Мы много повидали за время войны и понимали, что значит двадцать тысяч тонн тринитротолуола. И все же мне стало не по себе, когда я увидел в газетах торжествующий отчет о том, что сделала «Энола». Да поможет мне бог избавиться от мысли, что доля вины лежит и на мне!
Мы спали, ели, пили и опять спали. И молчали. Даже самые бездумные понимали: говорить не надо. Хотя с точки зрения тех, кто оставался на базе, все выглядело так же, как всегда: звено вылетело на операцию и вернулось без потерь. Вот и все. Но для нас, летавших, все было иначе: я видел, как Паркинс выкинул через перила балкона горсть побрякушек, напиханных ему в карман перед отлетом любителями сувениров. Большинство из нас не отвечали на вопросы товарищей.

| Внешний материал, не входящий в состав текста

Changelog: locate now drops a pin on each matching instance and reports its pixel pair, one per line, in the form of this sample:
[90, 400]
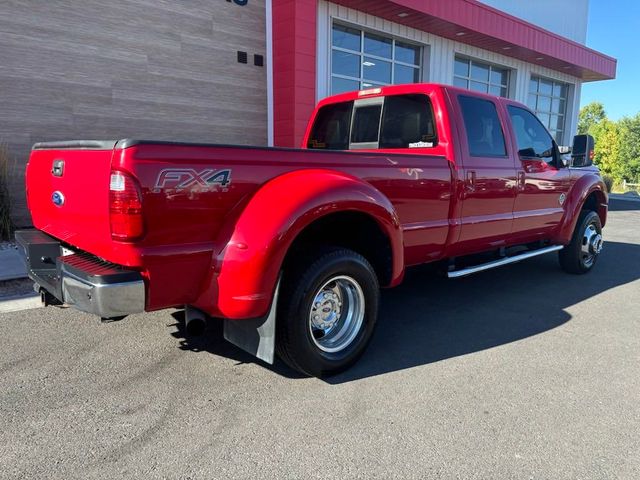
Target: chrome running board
[503, 261]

Только Джиббет должен был написать подробный отчет о том, как была открыта «новая эра» в истории войн. Впрочем, отчитываться пришлось не только Джиббету. Галич заявил, что не отстанет, пока я не выложу ему все как было. И не столько как оно было, глядя со стороны, а как все представляется мне самому. Тут-то впервые я дал ему понять, что все обстоит не так шикарно, как представляется ребятам из газет. И, кажется, он понял, что по такому поводу приходится не только отплясывать, а может и стошнить.
— Да, разумеется, — сказал тогда этот странный малый, — война — это война. И все-таки лучше, чтобы те, кто ею занимается, давали себе труд думать над тем, что делают.
А когда мы хорошенько выпили, то он наговорил мне такого, что я не могу здесь записать, чтобы его не подвести. Мало ли в какие руки может попасть моя тетрадь, а я вовсе не желаю, чтобы Галич угодил черт знает куда.
Перед тем как улететь, он заставил меня найти мой клочок открытки с волком, приставил к нему свой кусок и обвел карандашом остальные три места — француза, англичанина и русского.
— Знаешь, — сказал он, — мне очень хотелось бы, чтобы все они были сейчас здесь. Может быть, это мистическая чепуха, но почему-то мне кажется, что все они были бы согласны с нами, даже тот накрахмаленный социалист ее величества. Ты не думаешь?